Happy Canada Day, Quill friends! We hope you’re enjoying a relaxing day off under sunny skies, wherever you may be. And if you wanted to add a book to the equation, well, we certainly wouldn’t say no.
In celebration of this most patriotic of holidays, we’re going on a coast-to-coast tour of Canada in books. So strap in and enjoy our cross-country adventure—and maybe discover a book or two.
We’re starting out our Canadian road trip on the west coast. First, we find Nick Tooke’s debut novel, The Ballad of Samuel Hewitt, set in the BC interior during the Great Depression and featuring a delightful cast of characters—from boxcar bums to circus performers—as well as truly immersive descriptions of the landscape. Then—shh! If you’re really quiet, you might see a little collection of poetry—The Bird in the Stillness by the late Joe Rosenblatt. It’s hanging out with Bite Me!, another Rosenblatt collection. Both are steeped in the mythopoetic appreciation of the natural world, from the Green Man of the forest to the more bizarre side of Mother Nature’s handiwork. And before we go, you might like a taste of something a little more urban. Don’t forget Sharon English’s story collection Zero Gravity.

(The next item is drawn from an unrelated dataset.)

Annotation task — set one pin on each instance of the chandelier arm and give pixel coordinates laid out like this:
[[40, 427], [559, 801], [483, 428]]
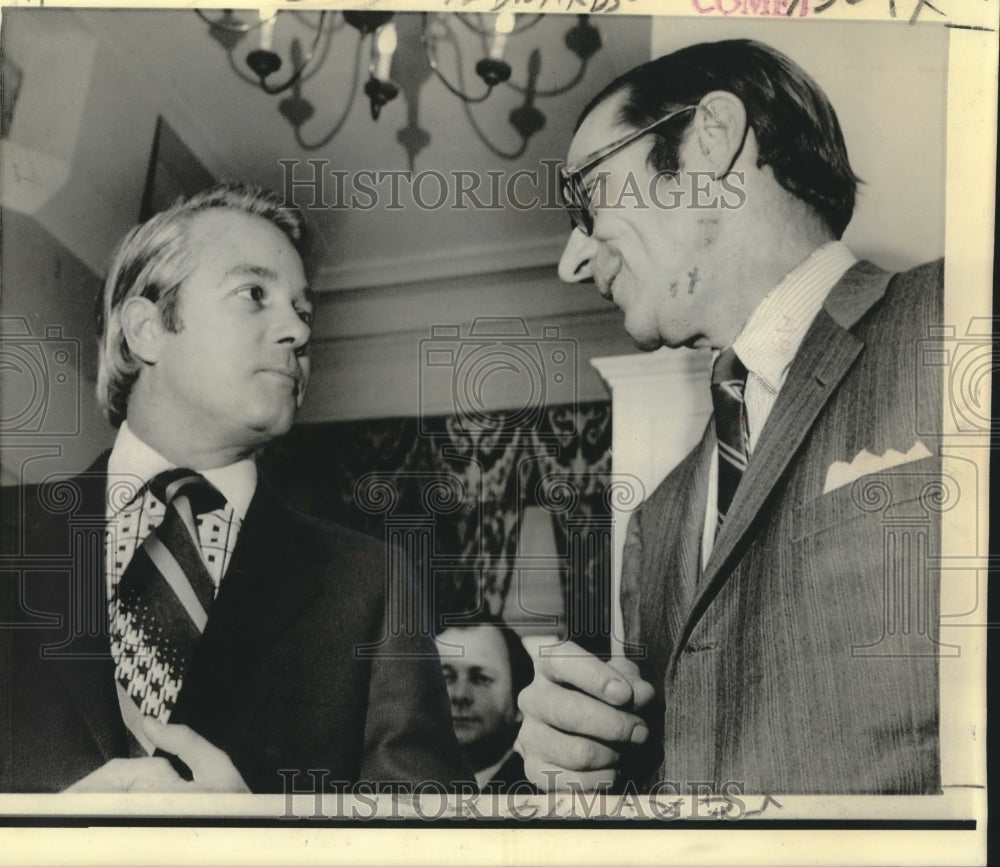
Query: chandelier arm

We continue our little adventure into the Prairies, where we discover a few more interesting titles. We’ll swing by Alberta, the setting for Marika Deliyannides’s Bitter Lake—a novel that investigates the consequences of silence and what happens when families try to ignore tragedy. While we’re in the neighbourhood, we should also stop by See What I’m Saying, an amusing and beautiful book on lexical oddities by Red Deer-based Author Jim Westergard. Then, a little attention to David Carpenter’s Welcome to Canada would be welcome—his stories are steeped in the Saskatchewan prairies and the Alberta foothills. Finally, we’ll pop our heads in on Lori Cayer’s Mrs Romanov. While the poems themselves may be rooted in Russian history, Lori is a proud Manitoban!
Let’s swing north for a bit, shall we? The frigid Yukon winter is very important to Bruce McDougall’s Every Minute Is a Suicide, and we could all use a bit of a cool-down this summer anyway. While we’re there, we’ll take a moment to appreciate Yukon poet Michael Eden Reynolds’s Slant Room.
Onward to Ontario, and boy do we have a packed itinerary! Daniel Bryant’s story collection Rerouted stands out for one story in particular that takes place in the northern wilderness of the province. Then, we can travel down to Southwestern Ontario, where we can discover Tony Miller’s wordless novel Daddy Hall, a story about a half-Mowhawk, half-African Canadian man who went on to become legend in Owen Sound. Further south, Robert Reid and Wesley W. Bates’s Casting into Mystery presents some thought-provoking essays on the sport of fly fishing, centred on the Kitchener-Waterloo area. Also in the neighbourhood, Karl Kessler and Sunshine Chen take a more people-focused view in their book of photos and profiles, Overtime.
Whew! Has our literary trip tired you out yet? We hope you find your second wind, because we’re arriving in Quebec. Of course we can’t forget to stop by and see Clark Blaise’s Montreal Stories. They’re exactly what it says on the tin—stories set in Montreal that made Blaise famous! It’s also a perfect time to check in on Montreal poet Michael Harris, perhaps by perusing his selected works in The Gamekeeper. We’ll round out our Quebec tour with The Essential D. G. Jones. D. G. Jones was a lyric poet whose literary contributions to the country also included co-founding the bilingual literary journal ellipse: Writers in Translation (1969-2012), the only magazine of its kind in Canada.
We’re in the home stretch now! Any bookish trip to the Maritimes wouldn’t be complete without Thoughts on Driving to Venus, the “car books” written by Newfoundland painter Christopher Pratt as he drove through the countryside searching for artistic inspiration. How fitting for our adventure, hm? Of course, we’ll need to revisit Nova Scotia writer Nicole Dixon’s superb short story collection High-Water Mark. And to round out the tour, perhaps a little poetry criticism. New Brunswick native Shane Neilson’s Margin of Interest is a good bet there—don’t you feel more informed on Maritime poetry already?
Whew, what a whirlwind tour! But we’re not done just yet. Canada’s Indigenous people have contributed much to the country’s artistic and cultural landscape. Spending some time with the images in James Simon Mishibinijima’s Pictographs are a wonderful way of appreciating Indigenous heritage.
If you’re looking to appreciate a wide variety of authors from all the corners of Canada, immerse yourself in Bruce Meyer’s Portraits of Canadian Writers. You’ll get snapshots—in words and images—of some of the country’s most iconic and influential authors, all in one handy volume!